In an article in the recently published 2013 National Trust Historic Houses and Collections Annual, Rupert Goulding reconstructs the personality and taste of William Blathwayt (?1649-1717), the builder of Dyrham Park.
By analysing an inventory of Blathwayt’s lost print collection, Rupert has found telling details of Blathwayt’s intellectual interests and love of art and gardening.
Blathwayt was a government minister under King William III, ‘a master at managing information’ as Rupert characterises him.
This not only made Blathwayt an able Secretary of State and Secretary at War, but it was also reflected in the architecture and gardens of Dyrham Park and the collections he assembled there.
Blathwayt might be dubbed a ‘Hollandophile’: he not only spoke Dutch (which was useful when serving under a Dutch king), but he also owned many Dutch paintings and prints.

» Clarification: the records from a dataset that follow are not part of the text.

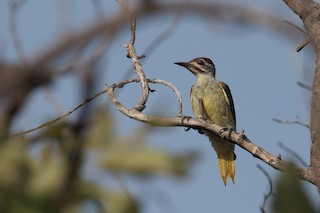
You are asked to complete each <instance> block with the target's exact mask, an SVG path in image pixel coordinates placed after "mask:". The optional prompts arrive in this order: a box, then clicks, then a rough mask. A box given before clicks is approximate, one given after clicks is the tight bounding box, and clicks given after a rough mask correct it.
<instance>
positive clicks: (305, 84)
mask: <svg viewBox="0 0 320 213" xmlns="http://www.w3.org/2000/svg"><path fill="white" fill-rule="evenodd" d="M297 84H298V86H300V87H302V88H303V89H306V90H308V91H310V92H311V91H312V88H311V87H310V86H309V85H306V84H304V83H302V82H301V81H298V82H297Z"/></svg>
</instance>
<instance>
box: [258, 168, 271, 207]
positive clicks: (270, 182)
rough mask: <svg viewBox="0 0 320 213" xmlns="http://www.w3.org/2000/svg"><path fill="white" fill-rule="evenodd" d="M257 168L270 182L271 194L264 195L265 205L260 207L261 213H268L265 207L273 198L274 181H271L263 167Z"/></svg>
mask: <svg viewBox="0 0 320 213" xmlns="http://www.w3.org/2000/svg"><path fill="white" fill-rule="evenodd" d="M257 167H258V169H259V170H260V171H261V172H262V173H263V174H264V175H265V176H266V178H267V179H268V182H269V192H268V193H267V194H264V198H263V203H262V205H261V206H260V210H261V212H262V213H265V212H266V210H265V206H266V203H267V200H268V199H269V198H270V197H271V195H272V191H273V189H272V180H271V177H270V175H269V174H268V172H267V171H266V170H265V169H264V168H263V167H262V166H260V165H257Z"/></svg>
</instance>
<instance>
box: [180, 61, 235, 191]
mask: <svg viewBox="0 0 320 213" xmlns="http://www.w3.org/2000/svg"><path fill="white" fill-rule="evenodd" d="M175 64H177V65H180V66H183V67H185V68H186V69H188V70H189V71H190V72H191V73H192V74H194V75H195V76H196V78H197V81H196V83H195V84H194V85H193V86H192V87H191V91H190V101H191V106H192V109H193V112H194V114H195V116H196V117H197V118H201V119H208V120H210V121H211V122H212V123H214V124H217V125H219V126H222V127H226V128H227V129H229V130H236V114H235V110H234V104H233V99H232V95H231V91H230V89H229V87H228V85H227V84H225V83H223V82H221V81H217V80H216V69H215V65H214V64H213V63H212V61H211V60H210V59H209V58H204V57H201V58H194V59H192V60H191V61H189V62H177V63H175ZM205 134H206V135H207V136H208V137H209V140H210V142H211V145H212V147H213V148H214V150H215V151H216V153H217V156H218V165H219V170H220V176H221V178H222V180H223V183H224V185H225V186H226V185H227V178H228V176H230V178H231V180H232V182H233V184H234V179H235V167H234V160H235V154H234V149H235V146H234V144H231V143H229V142H228V141H226V140H225V139H222V138H221V137H219V136H217V135H215V134H213V133H210V132H208V131H205Z"/></svg>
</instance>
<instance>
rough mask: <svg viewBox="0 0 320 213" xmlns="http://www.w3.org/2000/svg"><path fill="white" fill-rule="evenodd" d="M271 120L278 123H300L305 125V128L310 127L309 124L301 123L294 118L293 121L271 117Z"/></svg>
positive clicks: (302, 125) (294, 123) (298, 124)
mask: <svg viewBox="0 0 320 213" xmlns="http://www.w3.org/2000/svg"><path fill="white" fill-rule="evenodd" d="M272 120H273V121H275V122H278V123H280V124H298V125H301V126H303V127H306V128H307V129H310V125H308V124H306V123H303V122H301V121H298V120H295V121H282V120H279V119H276V118H272Z"/></svg>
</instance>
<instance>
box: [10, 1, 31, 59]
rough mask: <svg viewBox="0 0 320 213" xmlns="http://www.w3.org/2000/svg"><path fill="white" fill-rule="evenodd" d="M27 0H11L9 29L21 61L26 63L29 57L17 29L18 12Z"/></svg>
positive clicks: (16, 51)
mask: <svg viewBox="0 0 320 213" xmlns="http://www.w3.org/2000/svg"><path fill="white" fill-rule="evenodd" d="M25 2H26V0H11V1H10V2H9V3H10V13H9V30H10V35H11V36H10V37H11V38H12V42H13V46H14V49H15V51H16V53H17V55H18V57H19V59H20V61H21V63H23V64H26V63H27V59H26V56H25V54H24V51H23V48H22V44H21V39H20V38H19V33H18V29H17V13H18V11H19V9H20V8H21V7H22V6H23V5H24V3H25Z"/></svg>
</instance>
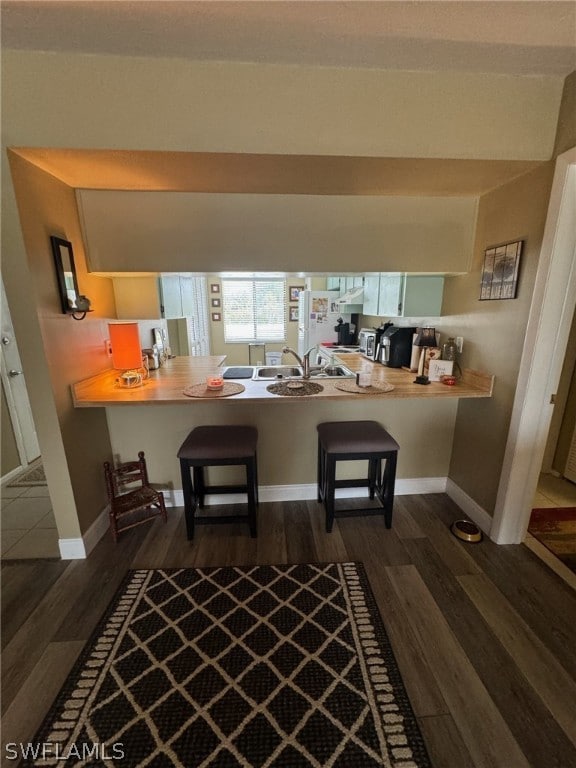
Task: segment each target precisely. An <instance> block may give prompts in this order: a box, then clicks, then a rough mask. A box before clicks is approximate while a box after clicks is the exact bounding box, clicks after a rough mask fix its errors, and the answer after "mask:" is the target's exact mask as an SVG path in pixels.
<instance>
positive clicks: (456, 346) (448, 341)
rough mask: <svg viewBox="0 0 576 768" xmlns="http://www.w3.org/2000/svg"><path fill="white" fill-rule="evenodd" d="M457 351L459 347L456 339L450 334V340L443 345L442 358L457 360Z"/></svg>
mask: <svg viewBox="0 0 576 768" xmlns="http://www.w3.org/2000/svg"><path fill="white" fill-rule="evenodd" d="M457 352H458V347H457V346H456V341H455V340H454V337H453V336H450V337H449V338H448V341H446V342H445V343H444V344H443V345H442V360H453V361H456V353H457Z"/></svg>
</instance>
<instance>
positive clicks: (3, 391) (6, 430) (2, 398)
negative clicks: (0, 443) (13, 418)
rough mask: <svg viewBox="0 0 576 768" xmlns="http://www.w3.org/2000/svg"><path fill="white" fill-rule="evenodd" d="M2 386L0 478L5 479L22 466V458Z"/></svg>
mask: <svg viewBox="0 0 576 768" xmlns="http://www.w3.org/2000/svg"><path fill="white" fill-rule="evenodd" d="M0 386H1V388H2V413H1V415H0V418H1V421H0V424H1V425H2V446H1V452H0V459H1V466H0V476H1V477H4V475H6V474H8V472H11V471H12V470H13V469H16V467H19V466H20V456H19V454H18V446H17V445H16V438H15V436H14V429H13V427H12V421H11V419H10V413H9V411H8V403H7V402H6V393H5V391H4V385H3V384H0Z"/></svg>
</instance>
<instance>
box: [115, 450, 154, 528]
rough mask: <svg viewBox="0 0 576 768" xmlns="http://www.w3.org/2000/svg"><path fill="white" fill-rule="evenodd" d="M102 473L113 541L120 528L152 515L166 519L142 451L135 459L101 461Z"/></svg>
mask: <svg viewBox="0 0 576 768" xmlns="http://www.w3.org/2000/svg"><path fill="white" fill-rule="evenodd" d="M104 476H105V478H106V488H107V490H108V501H109V504H110V512H109V514H110V530H111V531H112V538H113V539H114V542H117V541H118V534H119V533H121V532H122V531H127V530H128V529H129V528H134V526H136V525H141V524H142V523H147V522H149V521H150V520H152V519H153V518H155V517H158V516H162V518H163V520H164V522H166V505H165V503H164V494H163V493H162V491H157V490H156V489H155V488H153V487H152V486H151V485H150V482H149V480H148V470H147V467H146V459H145V458H144V451H140V452H139V453H138V460H137V461H127V462H124V463H123V464H118V465H116V466H115V467H114V466H113V465H112V464H111V463H110V462H109V461H105V462H104ZM138 513H140V514H138ZM142 513H147V514H142ZM123 519H126V523H125V524H124V525H121V524H120V523H121V521H122V520H123Z"/></svg>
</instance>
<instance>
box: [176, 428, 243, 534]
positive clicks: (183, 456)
mask: <svg viewBox="0 0 576 768" xmlns="http://www.w3.org/2000/svg"><path fill="white" fill-rule="evenodd" d="M257 439H258V432H257V430H256V429H255V428H254V427H243V426H240V427H239V426H204V427H196V429H193V430H192V432H190V434H189V435H188V437H187V438H186V440H185V441H184V442H183V443H182V445H181V446H180V449H179V451H178V458H179V459H180V475H181V478H182V491H183V495H184V514H185V518H186V536H187V538H188V540H192V539H193V538H194V532H195V526H196V524H197V523H212V524H215V523H236V522H247V523H248V526H249V530H250V535H251V536H252V537H256V535H257V522H256V507H257V505H258V470H257V456H256V443H257ZM225 465H240V466H244V468H245V472H246V482H245V483H243V484H240V485H207V484H206V481H205V476H204V468H205V467H210V466H225ZM214 493H246V495H247V512H246V513H245V514H233V515H218V516H214V515H197V514H196V510H197V509H203V508H204V506H205V497H206V495H208V494H214Z"/></svg>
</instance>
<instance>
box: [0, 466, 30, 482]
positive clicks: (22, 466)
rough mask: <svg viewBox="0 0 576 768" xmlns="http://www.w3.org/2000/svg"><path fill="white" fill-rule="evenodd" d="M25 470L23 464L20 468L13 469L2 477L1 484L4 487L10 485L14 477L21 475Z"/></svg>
mask: <svg viewBox="0 0 576 768" xmlns="http://www.w3.org/2000/svg"><path fill="white" fill-rule="evenodd" d="M24 469H25V467H24V465H23V464H20V466H19V467H16V469H11V470H10V472H6V474H5V475H2V477H0V483H2V485H4V483H9V482H10V480H12V478H13V477H16V476H17V475H19V474H20V473H21V472H23V471H24Z"/></svg>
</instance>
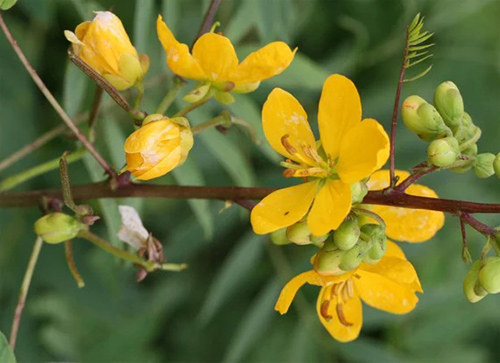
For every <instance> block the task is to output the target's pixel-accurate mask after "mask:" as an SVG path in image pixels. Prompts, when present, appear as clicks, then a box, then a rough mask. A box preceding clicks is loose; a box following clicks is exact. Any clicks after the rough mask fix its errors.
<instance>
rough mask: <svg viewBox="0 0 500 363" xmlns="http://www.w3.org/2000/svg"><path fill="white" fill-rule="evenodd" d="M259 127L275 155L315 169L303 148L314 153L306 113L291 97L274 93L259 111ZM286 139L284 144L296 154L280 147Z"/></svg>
mask: <svg viewBox="0 0 500 363" xmlns="http://www.w3.org/2000/svg"><path fill="white" fill-rule="evenodd" d="M262 127H263V129H264V134H265V135H266V139H267V141H269V144H271V146H272V148H273V149H274V150H276V151H277V152H278V153H280V154H281V155H283V156H284V157H286V158H289V159H292V160H294V161H297V162H299V163H300V162H302V161H306V162H307V163H308V164H309V165H316V162H315V161H314V160H312V159H310V158H309V157H308V156H306V155H305V153H304V151H303V148H302V147H303V146H306V147H311V148H313V150H316V141H315V139H314V135H313V133H312V131H311V127H310V126H309V122H308V121H307V114H306V111H304V108H303V107H302V106H301V105H300V103H299V101H297V99H296V98H295V97H293V96H292V95H291V94H290V93H288V92H286V91H284V90H282V89H281V88H275V89H273V91H272V92H271V93H270V94H269V96H268V97H267V100H266V102H265V103H264V106H263V108H262ZM286 135H288V136H287V137H286V142H287V143H288V144H289V145H290V146H291V147H292V148H293V149H295V151H296V152H295V153H294V154H291V153H290V152H288V151H287V150H286V149H285V147H284V146H283V142H282V138H283V137H285V136H286Z"/></svg>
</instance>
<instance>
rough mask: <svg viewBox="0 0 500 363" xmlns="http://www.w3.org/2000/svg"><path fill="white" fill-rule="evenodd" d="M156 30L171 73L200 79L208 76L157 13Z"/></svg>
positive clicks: (184, 44) (197, 78)
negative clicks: (163, 51)
mask: <svg viewBox="0 0 500 363" xmlns="http://www.w3.org/2000/svg"><path fill="white" fill-rule="evenodd" d="M156 30H157V32H158V38H159V39H160V42H161V44H162V46H163V49H165V53H166V54H167V64H168V67H169V68H170V69H171V71H172V72H173V73H175V74H177V75H179V76H181V77H186V78H190V79H197V80H201V79H205V78H208V76H205V73H204V72H203V70H202V69H201V67H200V65H199V64H198V62H197V61H196V60H195V59H194V58H193V56H192V55H191V54H190V53H189V48H188V46H187V45H186V44H182V43H179V42H178V41H177V39H175V37H174V35H173V34H172V32H171V31H170V29H169V28H168V27H167V24H165V22H164V21H163V20H162V16H161V15H158V20H157V21H156Z"/></svg>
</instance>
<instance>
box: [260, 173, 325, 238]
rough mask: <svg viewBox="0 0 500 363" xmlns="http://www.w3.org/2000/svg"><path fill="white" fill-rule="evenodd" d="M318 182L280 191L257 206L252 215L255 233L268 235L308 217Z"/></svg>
mask: <svg viewBox="0 0 500 363" xmlns="http://www.w3.org/2000/svg"><path fill="white" fill-rule="evenodd" d="M317 188H318V183H317V182H316V181H313V182H308V183H304V184H300V185H296V186H293V187H289V188H284V189H279V190H277V191H275V192H273V193H271V194H269V195H268V196H267V197H265V198H264V199H262V200H261V201H260V203H259V204H257V205H256V206H255V207H254V208H253V209H252V213H251V215H250V222H251V223H252V227H253V230H254V232H255V233H257V234H266V233H271V232H274V231H276V230H278V229H280V228H283V227H288V226H290V225H292V224H294V223H295V222H298V221H299V220H300V219H302V217H304V216H305V215H306V213H307V212H308V211H309V207H311V203H312V201H313V199H314V196H315V195H316V190H317Z"/></svg>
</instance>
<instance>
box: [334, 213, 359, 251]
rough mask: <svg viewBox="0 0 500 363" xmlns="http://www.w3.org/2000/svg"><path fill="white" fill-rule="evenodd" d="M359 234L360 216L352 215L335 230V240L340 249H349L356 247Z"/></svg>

Blathwayt shared an appreciation of gardens with William III, and his print collection included a number of views of contemporary gardens. The garden at Dyrham was laid out in Dutch baroque style, like those at William’s palaces at Hampton Court and Het Loo. Rupert defines Dyrham as ‘essentially a Dutch house in Gloucestershire.’
Rupert’s article clearly demonstrates how an inventory can be the key to revealing the rich personal meanings contained within a house, a garden and a collection.